No worry, we provide a handy tool for such situation: you may guard the desired kernels with ti.RecordKernelGroup. For example:

import taichi as ti

ti.start_recording('record.yml')
ti.init(arch=ti.cc)

loss = ti.field(float, (), needs_grad=True)
x = ti.field(float, 233, needs_grad=True)


@ti.kernel
def compute_loss():
    for i in x:
        loss[None] += x[i]**2


@ti.kernel
def do_some_works():
    for i in x:
        x[i] -= x.grad[i]


with ti.RecordKernelGroup('my_substep'):  # HERE!
    x.fill(0)
    with ti.Tape(loss):
        compute_loss()
    do_some_works()

Then the ti cc_compose command will add a comment at the end of record.c as a hint of launch order:

// group my_substep: ['fill_tensor_c8_0', 'clear_gradients_c24_0', 'clear_gradients_c24_1', 'snode_writer_2', 'snode_writer_4', 'compute_loss_c4_0', 'compute_loss_c5_0_grad_grad', 'do_some_works_c6_0']

This is the name of all the kernels launched within the ti.RecordGroupHint scope, sorted by launch order.
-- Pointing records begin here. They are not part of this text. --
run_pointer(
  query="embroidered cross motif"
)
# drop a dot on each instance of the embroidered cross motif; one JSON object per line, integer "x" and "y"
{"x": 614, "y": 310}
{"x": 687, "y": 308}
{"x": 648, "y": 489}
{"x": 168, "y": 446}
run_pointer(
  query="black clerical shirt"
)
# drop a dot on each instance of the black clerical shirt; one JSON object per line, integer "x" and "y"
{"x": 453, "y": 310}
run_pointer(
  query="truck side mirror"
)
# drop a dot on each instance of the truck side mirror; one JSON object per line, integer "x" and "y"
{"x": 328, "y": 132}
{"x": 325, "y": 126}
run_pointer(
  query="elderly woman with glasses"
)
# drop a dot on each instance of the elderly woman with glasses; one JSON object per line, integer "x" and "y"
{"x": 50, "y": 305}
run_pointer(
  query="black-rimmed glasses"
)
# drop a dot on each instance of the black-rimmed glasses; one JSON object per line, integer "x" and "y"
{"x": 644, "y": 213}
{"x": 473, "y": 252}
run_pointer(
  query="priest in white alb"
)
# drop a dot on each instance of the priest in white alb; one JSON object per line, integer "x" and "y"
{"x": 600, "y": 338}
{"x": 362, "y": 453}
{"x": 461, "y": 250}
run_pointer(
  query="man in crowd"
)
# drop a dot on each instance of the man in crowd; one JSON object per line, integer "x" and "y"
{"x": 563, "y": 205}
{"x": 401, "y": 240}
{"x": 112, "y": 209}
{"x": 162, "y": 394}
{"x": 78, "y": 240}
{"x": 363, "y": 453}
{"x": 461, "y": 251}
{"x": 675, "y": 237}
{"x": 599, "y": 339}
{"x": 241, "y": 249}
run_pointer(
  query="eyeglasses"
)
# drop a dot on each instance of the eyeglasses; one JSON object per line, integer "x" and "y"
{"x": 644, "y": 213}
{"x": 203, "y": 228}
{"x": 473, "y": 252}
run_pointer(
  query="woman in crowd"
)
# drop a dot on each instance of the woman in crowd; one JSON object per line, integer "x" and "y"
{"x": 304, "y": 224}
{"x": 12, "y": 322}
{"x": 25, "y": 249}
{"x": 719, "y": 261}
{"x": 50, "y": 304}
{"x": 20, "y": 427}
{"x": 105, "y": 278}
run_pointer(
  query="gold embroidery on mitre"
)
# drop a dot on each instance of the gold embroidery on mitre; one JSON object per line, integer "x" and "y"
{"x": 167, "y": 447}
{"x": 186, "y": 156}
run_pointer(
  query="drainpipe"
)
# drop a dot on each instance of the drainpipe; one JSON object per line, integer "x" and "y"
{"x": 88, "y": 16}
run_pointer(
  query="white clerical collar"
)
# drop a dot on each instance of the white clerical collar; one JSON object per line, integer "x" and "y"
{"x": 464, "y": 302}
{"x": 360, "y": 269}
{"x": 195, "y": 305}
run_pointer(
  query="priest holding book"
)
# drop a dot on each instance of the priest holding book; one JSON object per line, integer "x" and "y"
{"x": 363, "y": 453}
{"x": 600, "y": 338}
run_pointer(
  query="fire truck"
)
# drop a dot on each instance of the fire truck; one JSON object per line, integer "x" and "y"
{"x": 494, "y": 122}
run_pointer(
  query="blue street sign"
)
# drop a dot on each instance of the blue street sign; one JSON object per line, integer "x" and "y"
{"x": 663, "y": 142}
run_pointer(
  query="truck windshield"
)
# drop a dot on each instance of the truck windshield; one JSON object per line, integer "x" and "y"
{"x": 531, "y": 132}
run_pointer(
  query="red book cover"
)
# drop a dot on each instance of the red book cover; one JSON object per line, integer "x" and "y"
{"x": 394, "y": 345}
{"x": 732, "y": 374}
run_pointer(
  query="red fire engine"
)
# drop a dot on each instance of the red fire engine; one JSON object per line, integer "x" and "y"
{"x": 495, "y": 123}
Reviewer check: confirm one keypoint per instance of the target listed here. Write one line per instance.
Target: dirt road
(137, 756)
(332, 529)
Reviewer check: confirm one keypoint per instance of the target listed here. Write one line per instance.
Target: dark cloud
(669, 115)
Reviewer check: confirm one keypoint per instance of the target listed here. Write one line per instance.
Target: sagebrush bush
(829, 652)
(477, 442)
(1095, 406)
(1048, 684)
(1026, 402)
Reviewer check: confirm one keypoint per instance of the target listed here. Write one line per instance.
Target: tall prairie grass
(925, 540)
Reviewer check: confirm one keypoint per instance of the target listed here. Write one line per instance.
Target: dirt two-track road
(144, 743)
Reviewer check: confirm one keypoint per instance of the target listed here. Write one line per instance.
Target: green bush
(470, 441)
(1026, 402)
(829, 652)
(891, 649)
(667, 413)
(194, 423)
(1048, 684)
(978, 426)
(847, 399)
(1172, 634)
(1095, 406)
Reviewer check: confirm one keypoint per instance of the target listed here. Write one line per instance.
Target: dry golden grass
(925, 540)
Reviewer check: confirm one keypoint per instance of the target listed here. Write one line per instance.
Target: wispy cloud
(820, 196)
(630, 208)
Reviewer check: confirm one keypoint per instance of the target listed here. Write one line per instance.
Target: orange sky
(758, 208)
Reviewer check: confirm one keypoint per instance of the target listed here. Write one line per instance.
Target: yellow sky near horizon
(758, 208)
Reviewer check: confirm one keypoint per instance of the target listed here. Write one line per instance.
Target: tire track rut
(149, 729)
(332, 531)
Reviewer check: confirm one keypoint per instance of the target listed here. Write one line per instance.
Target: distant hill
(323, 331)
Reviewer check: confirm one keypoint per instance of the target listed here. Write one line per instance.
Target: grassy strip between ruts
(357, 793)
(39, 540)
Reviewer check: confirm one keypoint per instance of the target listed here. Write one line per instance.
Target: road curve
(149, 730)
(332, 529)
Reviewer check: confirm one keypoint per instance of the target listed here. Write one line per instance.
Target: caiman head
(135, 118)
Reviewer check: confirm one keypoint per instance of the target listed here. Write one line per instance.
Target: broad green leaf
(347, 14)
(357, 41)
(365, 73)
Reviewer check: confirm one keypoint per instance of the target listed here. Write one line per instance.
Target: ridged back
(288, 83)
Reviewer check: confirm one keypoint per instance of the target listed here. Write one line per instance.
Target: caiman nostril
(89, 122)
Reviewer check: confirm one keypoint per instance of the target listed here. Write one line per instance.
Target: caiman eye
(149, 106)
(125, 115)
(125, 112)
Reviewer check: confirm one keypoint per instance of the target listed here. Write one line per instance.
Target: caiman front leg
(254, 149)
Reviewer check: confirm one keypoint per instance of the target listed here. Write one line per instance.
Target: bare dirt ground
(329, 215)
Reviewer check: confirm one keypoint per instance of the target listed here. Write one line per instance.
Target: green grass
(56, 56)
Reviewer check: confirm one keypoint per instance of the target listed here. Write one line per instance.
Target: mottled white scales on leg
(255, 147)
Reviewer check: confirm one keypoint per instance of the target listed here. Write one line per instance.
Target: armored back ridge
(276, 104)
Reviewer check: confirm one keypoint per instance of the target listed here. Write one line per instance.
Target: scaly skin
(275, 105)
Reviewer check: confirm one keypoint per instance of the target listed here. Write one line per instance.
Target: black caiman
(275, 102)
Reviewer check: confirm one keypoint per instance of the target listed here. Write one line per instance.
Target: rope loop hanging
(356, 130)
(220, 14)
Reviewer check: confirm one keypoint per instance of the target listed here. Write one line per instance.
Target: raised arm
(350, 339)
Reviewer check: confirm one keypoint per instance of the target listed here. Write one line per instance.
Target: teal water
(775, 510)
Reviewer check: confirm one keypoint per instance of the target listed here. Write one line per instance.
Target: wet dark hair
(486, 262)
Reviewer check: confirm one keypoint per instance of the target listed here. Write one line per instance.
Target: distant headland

Copy the list and somehow iterate them in C or Javascript and the launch order is exactly same as we had in Python, e.g.:

Tk_fill_tensor_c8_0(&Ti_ctx);
Tk_clear_gradients_c24_0(&Ti_ctx);
Tk_clear_gradients_c24_1(&Ti_ctx);
...

Record custom configuration

You may use ti.record_action_config to add some custom configuration variables:

ti.record_action_config('num_particles', 8192)
ti.record_action_config('window_title', 'Hello')
ti.record_action_config('delta_time', 0.01)

They will result in several global constant variables in the output C program:

const int Ti_cfg_num_particles = 8192;
const char Ti_cfg_window_title[] = "Hello";
const float Ti_cfg_delta_time = 0.01;

They will also be declared in the output C header.

Use them to pass configurations from Python directly to the C side.